Hunter Gas Pipeline opponents have vowed to ramp up the fight after a company connected to Santos’ land access contractor purchased a 20 hectare farm on the Liverpool Plains and the Planning Department quietly approved the “staged” construction of the pipeline this month.
Last month, community members noticed activity at the 20 ha property at 40 Nicholsons Lagoon Road, Quipolly, after pegs were placed on the ground next to the roadside identifying the area as “Hunter Gas laydown”. The property was sold to Perlubie Property Holdings for $850,000 in April this year (property records available here).
ASIC records show the sole directors of Perlubie are also the sole directors of Land Access & Management Services, which has been employed by Santos to negotiate with property owners over the Hunter Gas Pipeline’s proposed path.
The Planning Department gave approval for the staging of the pipeline to Santos subsidiary Hunter Gas Pipeline PTY LTD earlier this month. The approval allows Santos to construct “laydown yards… to securely store construction equipment, pipe and other materials”.
It is not known whether Santos or its contractors or associated entities have purchased other properties along the pipeline route, however, according to the Hunter Gas Pipeline’s Environmental Assessment, “two construction spreads (laydown facilities) would be in operation... north and south of the Liverpool Ranges”.
Mullaley farmer Margaret Fleck said, “Santos knows there is overwhelming opposition to its Hunter Gas Pipeline route through the Liverpool Plains foodbowl. So rather than negotiate with farmers and landholders, it seems its contractors or associated entities are simply buying up properties where they’re available,” she said.
“Clearly, Santos and its contractors still do not understand just how determined the Liverpool Plains community is to defend Australia’s foodbowl and our properties from destructive coal seam gas and high pressure gas pipelines.
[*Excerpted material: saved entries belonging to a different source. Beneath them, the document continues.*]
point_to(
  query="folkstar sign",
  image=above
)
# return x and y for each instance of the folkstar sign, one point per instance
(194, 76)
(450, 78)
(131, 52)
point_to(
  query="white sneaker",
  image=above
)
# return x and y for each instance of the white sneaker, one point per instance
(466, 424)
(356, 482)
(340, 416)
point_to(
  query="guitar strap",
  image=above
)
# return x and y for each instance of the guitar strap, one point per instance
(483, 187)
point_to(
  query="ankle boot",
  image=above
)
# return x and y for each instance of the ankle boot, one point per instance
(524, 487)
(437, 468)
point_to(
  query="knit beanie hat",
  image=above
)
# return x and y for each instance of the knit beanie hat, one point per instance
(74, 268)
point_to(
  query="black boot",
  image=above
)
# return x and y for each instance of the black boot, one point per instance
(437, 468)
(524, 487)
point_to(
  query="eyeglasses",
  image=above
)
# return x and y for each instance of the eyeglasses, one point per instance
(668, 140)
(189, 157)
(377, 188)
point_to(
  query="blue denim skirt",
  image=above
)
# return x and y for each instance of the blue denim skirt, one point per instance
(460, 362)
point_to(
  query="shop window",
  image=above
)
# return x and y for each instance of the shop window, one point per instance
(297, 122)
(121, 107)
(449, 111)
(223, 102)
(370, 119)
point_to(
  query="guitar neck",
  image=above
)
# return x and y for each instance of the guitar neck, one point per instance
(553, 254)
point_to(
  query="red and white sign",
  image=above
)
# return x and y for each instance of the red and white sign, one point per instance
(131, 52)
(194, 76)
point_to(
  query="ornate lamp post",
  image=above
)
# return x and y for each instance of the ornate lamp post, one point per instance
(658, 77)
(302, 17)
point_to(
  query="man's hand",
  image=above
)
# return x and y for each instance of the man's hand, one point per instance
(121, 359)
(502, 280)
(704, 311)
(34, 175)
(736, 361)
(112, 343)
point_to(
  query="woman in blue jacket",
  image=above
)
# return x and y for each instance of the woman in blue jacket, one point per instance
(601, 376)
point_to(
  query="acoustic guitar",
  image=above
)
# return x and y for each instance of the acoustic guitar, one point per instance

“Santos will never build its Hunter Gas Pipeline, and it will never build its Narrabri Gas Project.”
Under the terms of its project approval, Santos is required to have begun construction on the pipeline by October next year, or the approval will lapse. President of the Hunter Gas Landholder Rights Alliance Inc Mick Fetch said Santos’ “stageing application” was an underhanded way for the company to claim construction had begun.
“Nearly all landholders in the Hunter Valley along the pipeline route are opposed to this destructive project,” he said.
“Landholders are not talking to Santos, so we see the staging and purchase of property as a knee jerk reaction to the deadline that’s approaching.
“Santos is getting desperate and that’s why it has requested this staging. This project has hung over our heads long enough, and unfortunately with a staging process it looks set to hang over our heads for longer.
“Santos shouldn’t be allowed to hide behind the cloak of confidentiality. Landholders in the region deserve to know where these lay down areas will be located.”
Background: Santos possesses an Authority to Survey for its Hunter Gas Pipeline, but the company is yet to invoke it. Santos needs to demonstrate it has tried all reasonable means to obtain voluntary access agreements before it can apply to the government to forcibly access properties without an owners’ permission. Santos still requires a pipeline licence to be granted by the State Government before it can physically commence construction of the actual pipeline.